University of York: York academics to lead pioneering blood cancer research

Academics from the University of York will use a share of £22m from the Medical Research Council (MRC) to improve our understanding of blood cancer.

Led by Dr. David Kent, Dr. James Hewitson and Dr. Jillian Barlow from the Department of Biology, the researchers at York will form one of seven clusters across the UK in the MRC National Mouse Genetics Network, in collaboration with researchers from the universities of Edinburgh, Oxford, Cambridge and Imperial College London.


The team will integrate research on mouse genetics with clinical findings to accelerate our understanding of blood cancer in order to make real improvements for patients.

Blood cancer is the most common form of childhood cancer and the fifth most common cancer across the population in the UK. The disease occurs when the body’s finely-tuned process of blood cell production goes awry, and more than 40,000 people are diagnosed with cancers such as Leukaemia and Lymphoma every year.

New tools

Dr David Kent said: “Our cluster will address the urgent need to develop new tools to dissect the cellular and molecular mechanisms underpinning normal, malignant, and stressed blood cell production. By gaining fundamental insights into the processes behind blood cancer, we aim to provide the building blocks for new interventions and treatments that will benefit patients.
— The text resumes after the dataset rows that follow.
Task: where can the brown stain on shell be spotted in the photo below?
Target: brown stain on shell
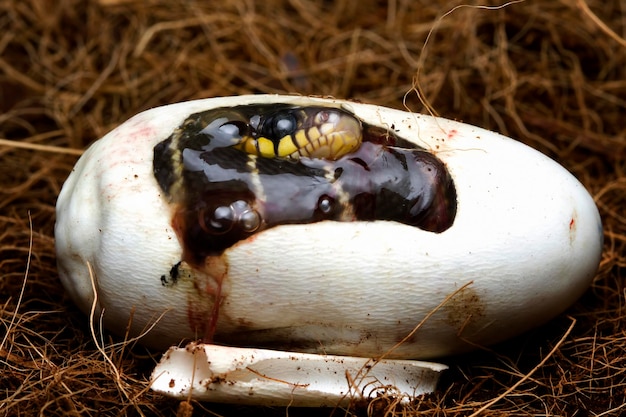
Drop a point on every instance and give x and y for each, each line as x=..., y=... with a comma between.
x=465, y=312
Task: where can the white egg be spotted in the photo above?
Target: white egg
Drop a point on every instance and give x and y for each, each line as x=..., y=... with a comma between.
x=524, y=245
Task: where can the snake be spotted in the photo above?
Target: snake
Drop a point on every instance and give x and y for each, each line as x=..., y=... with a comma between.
x=232, y=172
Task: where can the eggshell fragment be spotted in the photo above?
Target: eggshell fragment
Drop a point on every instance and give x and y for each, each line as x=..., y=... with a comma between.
x=278, y=378
x=525, y=242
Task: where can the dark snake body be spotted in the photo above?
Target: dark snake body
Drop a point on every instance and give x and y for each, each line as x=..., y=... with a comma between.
x=225, y=191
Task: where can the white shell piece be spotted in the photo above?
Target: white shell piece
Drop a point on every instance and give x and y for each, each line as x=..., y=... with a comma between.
x=277, y=378
x=526, y=243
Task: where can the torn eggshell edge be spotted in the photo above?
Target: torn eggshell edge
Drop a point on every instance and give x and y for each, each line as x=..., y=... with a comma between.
x=225, y=374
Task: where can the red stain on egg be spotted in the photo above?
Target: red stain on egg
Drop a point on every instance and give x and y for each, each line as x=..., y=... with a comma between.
x=572, y=227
“Our work with our cluster partners in Oxford, Edinburgh, Cambridge and London will bring together some of the UKs best researchers in haematology and immunology to tackle big questions that require a larger-scale network approach.”
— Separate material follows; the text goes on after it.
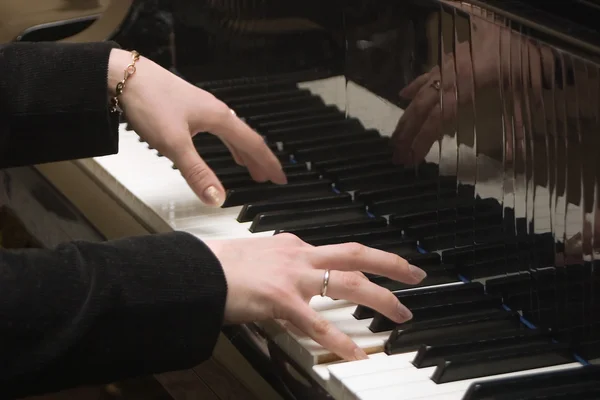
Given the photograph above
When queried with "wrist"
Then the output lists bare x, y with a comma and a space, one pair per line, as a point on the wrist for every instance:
117, 62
The MRC National Mouse Genetics Network will capitalise on the UK’s international excellence in the biomedical sciences. The Mary Lyon Centre at MRC Harwell will act as the central hub of the Network, sharing access to specialist facilities, resources, data, and training with all other Network members.

The six other cluster themes are: Cancer, Congenital Diseases, Degron Tagging, Microbiome, Mitochondria and Modalities for Understanding, Recording and Integrating Data Across Early Life.


Professor Matthias Ruth, Pro-Vice-Chancellor for Research at the University of York, said: “We are delighted that the MRC has selected the University of York to lead one of the seven research themes across the country. This is testament to our global reputation for excellent research and our ability to draw researchers together across skills and disciplines to drive fundamental breakthroughs in biomedical and clinical sciences.

“New interventions to improve health and wellbeing begin with understanding the fundamental underpinnings of health and disease and this vital research will provide crucial new insights into how blood cancers such as leukaemia progress.”